Culture

You Never Need to Check Out in This New Chinese Grocery Store

Just walk in, pick up what you want, and walk out through the scanner

By Pauliina Siniauer


Published on July 19, 2017

It must feel so criminal—walk into a grocery store, pick items off the shelves, put them straight into your bag, and walk out without stopping by any kind of cash register. But every item is digitally tagged, so you’ll be scanned on your way out, get charged, and receive an electronic receipt.

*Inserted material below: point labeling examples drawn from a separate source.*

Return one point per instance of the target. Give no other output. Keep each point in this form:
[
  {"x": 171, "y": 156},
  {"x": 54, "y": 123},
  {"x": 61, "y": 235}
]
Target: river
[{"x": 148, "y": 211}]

This is now reality in Hangzhou and a few other select Chinese cities. Alibaba, a Chinese e-commerce company that is also world's largest retailer, just opened its first cashier-free store and café earlier this month. As you walk through gates, you scan a mobile app and start shopping. The store carries basic everyday items, toys, and groceries. From the café counter, you can order beverages and fast food by saying your order out loud to a screen. The screen will scan your face to know who to charge and give you an estimated waiting time. That facial recognition technology pops up again as you scan yourself out to make sure the right person is charged for what they've bought.

China is not the first country to introduce this concept; South Korea has a similar concept as well as popular virtual grocery stores where you "pick up" virtual groceries by scanning their QR codes, then get the real thing delivered to your door. And Amazon Go introduced the concept to the U.S. at the end of last year with a pilot storefront in Seattle. But China is leading the game. In June, Chinese start-up BingoBox opened its first self-service 24-hour convenience store in Shanghai, and has a handful more now open and running. According to Tech in Asia, BingoBox is planning to open 5,000 stores by the end of 2017.

Alibaba is also planning to expand its business with $15 million in investments, reports China Daily. Alibaba intends to cut the price for its goods by 20 to 30 percent, compared to other convenience stores, in part by drastically reducing staffing costs: only four staff members are needed to run around 40 stores, a potentially major cause for concern for grocery workers in the service sector, as these technologies spread.

In addition to cutting labor costs, the new scanners will render an earlier generation of technology obsolete as well: the self-service checkout kiosks that turn even honest customers into shoplifters.